The authors’ conclusion could have policy implications, as they raise questions about the need for regulatory changes and zoning that some have claimed are necessary to boost housing market.
“Contrary prevailing beliefs and influential narratives, our empirical findings consistently demonstrate that higher household income growth predicts the same growth in house prices and housing quantities, population and living space per capita across more and less constrained cities,” wrote Schuyler Louis, an economist at the University of California at Irvine, and San Francisco Fed’s John Mondragon, and Johannes Wieland.
The rise in housing prices and supply is linked to rising incomes, according to a new paper
The paper examined housing supply elasticity. This measures how much housing supply will change when prices change. Housing supply elasticity differs across cities and regions. Local housing regulations and geographic constraints have an impact on the amount of housing supply that can be added as housing prices increase.

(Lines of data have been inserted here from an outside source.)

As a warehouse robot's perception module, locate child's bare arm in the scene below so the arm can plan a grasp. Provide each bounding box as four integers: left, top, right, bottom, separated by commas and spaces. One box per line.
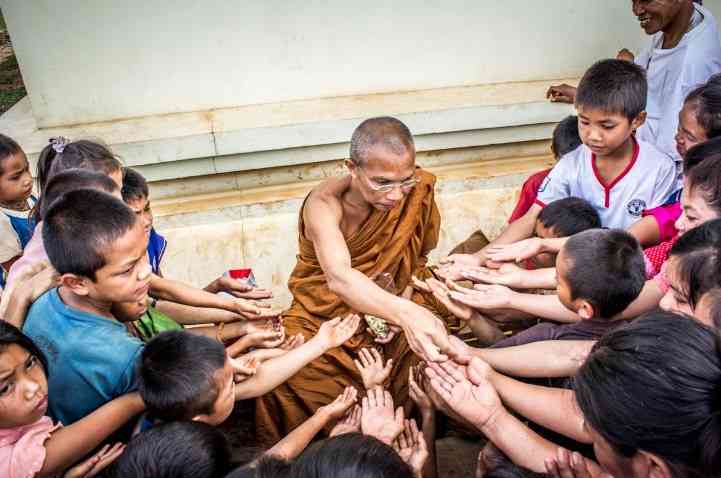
466, 340, 596, 378
266, 387, 358, 460
235, 315, 360, 400
439, 204, 542, 280
488, 372, 592, 443
39, 392, 145, 477
150, 274, 280, 320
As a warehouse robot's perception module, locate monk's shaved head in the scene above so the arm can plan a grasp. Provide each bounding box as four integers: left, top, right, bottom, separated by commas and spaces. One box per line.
350, 116, 415, 166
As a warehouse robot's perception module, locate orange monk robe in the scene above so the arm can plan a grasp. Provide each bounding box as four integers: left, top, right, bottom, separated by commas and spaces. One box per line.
256, 169, 448, 446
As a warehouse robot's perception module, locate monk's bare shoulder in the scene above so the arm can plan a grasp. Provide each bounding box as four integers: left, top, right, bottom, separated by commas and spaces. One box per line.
303, 176, 350, 235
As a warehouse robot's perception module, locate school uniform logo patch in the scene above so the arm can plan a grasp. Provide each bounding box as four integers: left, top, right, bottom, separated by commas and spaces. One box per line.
538, 176, 551, 193
626, 199, 646, 217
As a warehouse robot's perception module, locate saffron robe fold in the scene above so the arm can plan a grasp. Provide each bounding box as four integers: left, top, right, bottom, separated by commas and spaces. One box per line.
256, 168, 449, 446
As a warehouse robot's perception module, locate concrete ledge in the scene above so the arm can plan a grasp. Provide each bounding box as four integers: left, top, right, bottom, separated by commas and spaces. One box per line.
0, 79, 574, 182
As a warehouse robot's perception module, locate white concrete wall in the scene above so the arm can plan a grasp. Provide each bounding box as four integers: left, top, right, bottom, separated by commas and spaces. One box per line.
0, 0, 640, 127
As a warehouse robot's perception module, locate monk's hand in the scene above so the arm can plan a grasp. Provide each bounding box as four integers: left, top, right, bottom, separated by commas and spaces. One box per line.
314, 314, 360, 350
353, 348, 393, 390
361, 387, 403, 445
436, 254, 484, 280
399, 301, 460, 362
449, 284, 517, 310
546, 83, 576, 103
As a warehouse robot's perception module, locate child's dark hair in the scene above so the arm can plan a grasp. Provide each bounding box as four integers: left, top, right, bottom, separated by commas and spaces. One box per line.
0, 319, 48, 375
288, 433, 413, 478
39, 169, 118, 218
699, 287, 721, 332
42, 189, 138, 280
563, 229, 646, 319
551, 115, 581, 159
108, 422, 233, 478
138, 331, 226, 421
0, 134, 23, 174
686, 74, 721, 139
32, 136, 123, 222
121, 167, 149, 202
683, 137, 721, 174
686, 154, 721, 215
669, 219, 721, 309
225, 455, 291, 478
538, 197, 601, 237
576, 60, 648, 121
573, 310, 721, 477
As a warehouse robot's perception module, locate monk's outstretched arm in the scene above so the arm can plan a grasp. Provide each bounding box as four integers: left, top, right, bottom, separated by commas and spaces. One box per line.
303, 194, 457, 361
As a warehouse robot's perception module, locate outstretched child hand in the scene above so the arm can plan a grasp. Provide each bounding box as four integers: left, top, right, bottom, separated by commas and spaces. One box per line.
63, 443, 125, 478
353, 348, 393, 390
408, 363, 435, 417
329, 405, 362, 437
318, 387, 358, 422
393, 420, 428, 476
426, 358, 504, 429
314, 314, 360, 350
361, 387, 403, 445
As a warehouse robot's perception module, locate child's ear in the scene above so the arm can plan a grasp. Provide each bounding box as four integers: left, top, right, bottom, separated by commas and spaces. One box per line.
578, 299, 596, 319
631, 111, 646, 131
633, 451, 673, 478
60, 274, 89, 295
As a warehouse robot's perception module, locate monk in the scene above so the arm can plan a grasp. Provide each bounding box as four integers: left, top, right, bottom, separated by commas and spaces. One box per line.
256, 117, 459, 445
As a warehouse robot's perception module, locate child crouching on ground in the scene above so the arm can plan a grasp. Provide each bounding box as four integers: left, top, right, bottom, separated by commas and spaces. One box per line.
0, 321, 145, 478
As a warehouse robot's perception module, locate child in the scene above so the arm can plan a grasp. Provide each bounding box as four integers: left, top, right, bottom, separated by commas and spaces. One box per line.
448, 116, 581, 255
450, 229, 646, 347
445, 60, 677, 272
108, 422, 234, 478
0, 134, 35, 287
0, 321, 144, 477
138, 316, 360, 425
7, 138, 122, 286
24, 189, 151, 424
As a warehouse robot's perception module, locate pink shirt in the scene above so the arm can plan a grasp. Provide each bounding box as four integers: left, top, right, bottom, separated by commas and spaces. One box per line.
0, 417, 61, 478
5, 222, 48, 290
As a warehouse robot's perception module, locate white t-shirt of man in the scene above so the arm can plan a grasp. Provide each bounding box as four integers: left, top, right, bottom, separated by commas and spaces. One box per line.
536, 141, 677, 229
635, 3, 721, 175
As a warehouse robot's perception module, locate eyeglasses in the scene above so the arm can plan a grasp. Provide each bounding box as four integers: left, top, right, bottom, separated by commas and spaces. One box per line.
358, 168, 421, 193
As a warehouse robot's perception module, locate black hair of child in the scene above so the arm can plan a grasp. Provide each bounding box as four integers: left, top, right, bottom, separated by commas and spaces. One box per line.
42, 189, 138, 280
38, 169, 118, 218
0, 134, 23, 174
683, 137, 721, 171
225, 455, 292, 478
138, 331, 226, 421
0, 320, 48, 375
686, 74, 721, 139
121, 167, 150, 202
573, 310, 721, 477
576, 59, 648, 122
538, 197, 601, 237
686, 154, 721, 215
32, 137, 123, 222
551, 115, 582, 159
563, 229, 646, 319
288, 433, 413, 478
107, 422, 233, 478
669, 219, 721, 309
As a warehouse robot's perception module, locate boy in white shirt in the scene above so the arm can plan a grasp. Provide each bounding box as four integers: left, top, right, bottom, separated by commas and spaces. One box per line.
439, 60, 677, 272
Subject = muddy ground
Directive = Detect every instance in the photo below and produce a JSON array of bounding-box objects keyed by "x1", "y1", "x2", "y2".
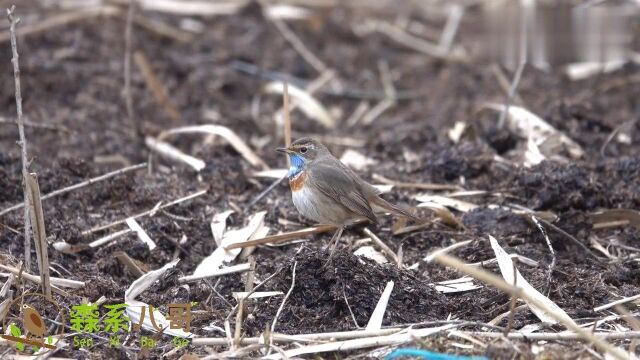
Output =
[{"x1": 0, "y1": 1, "x2": 640, "y2": 359}]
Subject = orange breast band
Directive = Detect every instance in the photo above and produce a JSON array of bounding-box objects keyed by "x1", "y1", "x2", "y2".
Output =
[{"x1": 289, "y1": 171, "x2": 306, "y2": 191}]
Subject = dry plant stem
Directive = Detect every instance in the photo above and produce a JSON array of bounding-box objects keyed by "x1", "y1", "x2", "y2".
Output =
[
  {"x1": 81, "y1": 190, "x2": 207, "y2": 236},
  {"x1": 498, "y1": 7, "x2": 528, "y2": 129},
  {"x1": 371, "y1": 174, "x2": 463, "y2": 191},
  {"x1": 7, "y1": 5, "x2": 31, "y2": 270},
  {"x1": 123, "y1": 0, "x2": 136, "y2": 124},
  {"x1": 435, "y1": 255, "x2": 628, "y2": 360},
  {"x1": 269, "y1": 261, "x2": 298, "y2": 352},
  {"x1": 133, "y1": 51, "x2": 182, "y2": 122},
  {"x1": 192, "y1": 327, "x2": 408, "y2": 346},
  {"x1": 491, "y1": 64, "x2": 525, "y2": 107},
  {"x1": 225, "y1": 225, "x2": 336, "y2": 250},
  {"x1": 532, "y1": 215, "x2": 556, "y2": 295},
  {"x1": 0, "y1": 6, "x2": 120, "y2": 43},
  {"x1": 0, "y1": 163, "x2": 147, "y2": 216},
  {"x1": 271, "y1": 19, "x2": 327, "y2": 73},
  {"x1": 538, "y1": 218, "x2": 600, "y2": 260},
  {"x1": 593, "y1": 294, "x2": 640, "y2": 311},
  {"x1": 0, "y1": 264, "x2": 69, "y2": 296},
  {"x1": 616, "y1": 305, "x2": 640, "y2": 354},
  {"x1": 282, "y1": 82, "x2": 291, "y2": 167},
  {"x1": 362, "y1": 227, "x2": 401, "y2": 266},
  {"x1": 504, "y1": 258, "x2": 518, "y2": 336},
  {"x1": 462, "y1": 330, "x2": 640, "y2": 340},
  {"x1": 27, "y1": 173, "x2": 51, "y2": 300},
  {"x1": 133, "y1": 15, "x2": 193, "y2": 43}
]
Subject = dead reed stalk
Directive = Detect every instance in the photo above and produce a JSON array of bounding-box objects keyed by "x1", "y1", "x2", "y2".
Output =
[{"x1": 7, "y1": 5, "x2": 31, "y2": 270}]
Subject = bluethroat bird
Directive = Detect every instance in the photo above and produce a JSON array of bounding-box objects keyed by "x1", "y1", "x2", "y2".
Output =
[{"x1": 276, "y1": 138, "x2": 422, "y2": 257}]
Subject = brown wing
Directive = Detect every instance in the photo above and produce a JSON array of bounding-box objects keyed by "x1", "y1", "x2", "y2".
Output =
[{"x1": 308, "y1": 162, "x2": 377, "y2": 223}]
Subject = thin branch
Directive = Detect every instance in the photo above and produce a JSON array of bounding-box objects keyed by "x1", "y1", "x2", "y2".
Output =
[
  {"x1": 0, "y1": 163, "x2": 147, "y2": 216},
  {"x1": 271, "y1": 19, "x2": 327, "y2": 73},
  {"x1": 269, "y1": 261, "x2": 298, "y2": 345},
  {"x1": 498, "y1": 3, "x2": 528, "y2": 129},
  {"x1": 123, "y1": 0, "x2": 136, "y2": 124},
  {"x1": 435, "y1": 255, "x2": 627, "y2": 360},
  {"x1": 82, "y1": 190, "x2": 207, "y2": 236},
  {"x1": 27, "y1": 173, "x2": 52, "y2": 300},
  {"x1": 362, "y1": 227, "x2": 401, "y2": 266},
  {"x1": 7, "y1": 5, "x2": 31, "y2": 270}
]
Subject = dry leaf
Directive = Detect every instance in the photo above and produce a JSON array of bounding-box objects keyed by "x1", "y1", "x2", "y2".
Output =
[
  {"x1": 415, "y1": 194, "x2": 478, "y2": 213},
  {"x1": 265, "y1": 81, "x2": 336, "y2": 128},
  {"x1": 158, "y1": 124, "x2": 269, "y2": 169},
  {"x1": 340, "y1": 149, "x2": 377, "y2": 171},
  {"x1": 485, "y1": 103, "x2": 584, "y2": 158},
  {"x1": 489, "y1": 235, "x2": 573, "y2": 324},
  {"x1": 210, "y1": 210, "x2": 235, "y2": 246},
  {"x1": 124, "y1": 259, "x2": 192, "y2": 338},
  {"x1": 353, "y1": 246, "x2": 389, "y2": 264},
  {"x1": 125, "y1": 217, "x2": 156, "y2": 250},
  {"x1": 145, "y1": 137, "x2": 206, "y2": 171},
  {"x1": 433, "y1": 276, "x2": 482, "y2": 294},
  {"x1": 193, "y1": 211, "x2": 267, "y2": 276},
  {"x1": 366, "y1": 281, "x2": 394, "y2": 330}
]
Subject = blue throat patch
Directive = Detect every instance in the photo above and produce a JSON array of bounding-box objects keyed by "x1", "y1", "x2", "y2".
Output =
[{"x1": 287, "y1": 154, "x2": 304, "y2": 179}]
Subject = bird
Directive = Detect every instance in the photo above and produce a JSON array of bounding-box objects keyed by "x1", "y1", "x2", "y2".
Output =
[
  {"x1": 276, "y1": 137, "x2": 422, "y2": 258},
  {"x1": 22, "y1": 304, "x2": 47, "y2": 339}
]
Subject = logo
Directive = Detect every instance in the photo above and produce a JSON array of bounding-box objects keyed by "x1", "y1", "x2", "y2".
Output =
[{"x1": 0, "y1": 293, "x2": 66, "y2": 355}]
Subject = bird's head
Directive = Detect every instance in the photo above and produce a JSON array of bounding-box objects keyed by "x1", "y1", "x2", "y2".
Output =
[{"x1": 276, "y1": 137, "x2": 329, "y2": 178}]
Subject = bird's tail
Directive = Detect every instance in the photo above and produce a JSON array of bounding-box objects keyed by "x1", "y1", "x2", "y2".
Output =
[{"x1": 370, "y1": 196, "x2": 425, "y2": 223}]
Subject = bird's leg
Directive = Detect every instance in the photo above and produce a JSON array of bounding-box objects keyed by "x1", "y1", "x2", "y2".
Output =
[{"x1": 325, "y1": 226, "x2": 344, "y2": 266}]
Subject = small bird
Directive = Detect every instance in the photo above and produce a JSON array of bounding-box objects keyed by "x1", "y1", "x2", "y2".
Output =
[
  {"x1": 22, "y1": 304, "x2": 47, "y2": 340},
  {"x1": 276, "y1": 137, "x2": 422, "y2": 257}
]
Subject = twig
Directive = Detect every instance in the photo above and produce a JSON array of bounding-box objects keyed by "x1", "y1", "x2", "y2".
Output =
[
  {"x1": 133, "y1": 15, "x2": 193, "y2": 43},
  {"x1": 528, "y1": 215, "x2": 556, "y2": 295},
  {"x1": 538, "y1": 218, "x2": 600, "y2": 260},
  {"x1": 462, "y1": 331, "x2": 640, "y2": 340},
  {"x1": 498, "y1": 2, "x2": 528, "y2": 129},
  {"x1": 0, "y1": 163, "x2": 147, "y2": 216},
  {"x1": 123, "y1": 0, "x2": 136, "y2": 124},
  {"x1": 178, "y1": 263, "x2": 251, "y2": 283},
  {"x1": 371, "y1": 174, "x2": 464, "y2": 191},
  {"x1": 504, "y1": 258, "x2": 518, "y2": 336},
  {"x1": 491, "y1": 64, "x2": 524, "y2": 107},
  {"x1": 225, "y1": 225, "x2": 336, "y2": 250},
  {"x1": 436, "y1": 255, "x2": 627, "y2": 360},
  {"x1": 27, "y1": 173, "x2": 52, "y2": 300},
  {"x1": 0, "y1": 264, "x2": 69, "y2": 296},
  {"x1": 133, "y1": 51, "x2": 182, "y2": 121},
  {"x1": 0, "y1": 116, "x2": 70, "y2": 132},
  {"x1": 616, "y1": 305, "x2": 640, "y2": 354},
  {"x1": 439, "y1": 4, "x2": 464, "y2": 53},
  {"x1": 7, "y1": 5, "x2": 31, "y2": 270},
  {"x1": 362, "y1": 227, "x2": 400, "y2": 266},
  {"x1": 593, "y1": 294, "x2": 640, "y2": 312},
  {"x1": 0, "y1": 6, "x2": 120, "y2": 43},
  {"x1": 113, "y1": 251, "x2": 145, "y2": 278},
  {"x1": 342, "y1": 283, "x2": 362, "y2": 329},
  {"x1": 269, "y1": 261, "x2": 298, "y2": 352},
  {"x1": 271, "y1": 19, "x2": 327, "y2": 73},
  {"x1": 375, "y1": 22, "x2": 463, "y2": 61},
  {"x1": 81, "y1": 190, "x2": 207, "y2": 236},
  {"x1": 282, "y1": 82, "x2": 291, "y2": 167}
]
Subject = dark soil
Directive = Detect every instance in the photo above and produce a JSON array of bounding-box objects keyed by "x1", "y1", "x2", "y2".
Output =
[{"x1": 0, "y1": 0, "x2": 640, "y2": 358}]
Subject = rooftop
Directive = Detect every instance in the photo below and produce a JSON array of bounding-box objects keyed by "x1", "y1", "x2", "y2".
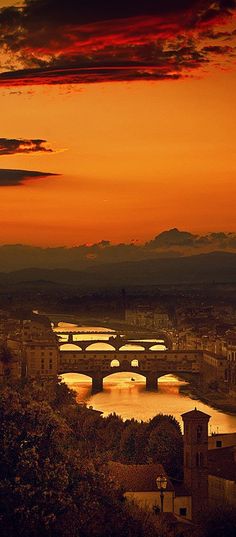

The economists' research showed that a city or region that has higher income increases will not only see greater growth in home prices, but also increases in housing quantities, population, and rooms per person. The reaction to higher incomes occurs regardless of the city's housing supply constraints, the report showed.
"These results challenge the prevailing view of local housing and labor markets and suggest that easing housing supply constraints may not yield the anticipated improvements in housing affordability," the paper said.
The paper is released as wages in the U.S. continue to rise. According to the latest Census Bureau data, the median income increased by 4% in 2023. The housing market continues to face affordability challenges, with high prices pushing existing home sales to their lowest level in three decades in 2024.
Paper Argues Zoning Changes Might Not Help With Prices
The conclusions could have policy implications. Many economists cite a lack in housing supply as the primary factor that drives prices higher. They estimate that the market is nearly 4 million homes short of demand.
Some economists attribute the lack of housing supply to local housing regulations, which make it difficult to build houses. This is especially true of zoning laws that favor single-family homes over other types.
"Our findings challenge the consensus that relaxing regulatory constraints would substantially lower housing prices and meaningfully expand housing quantities," the authors wrote.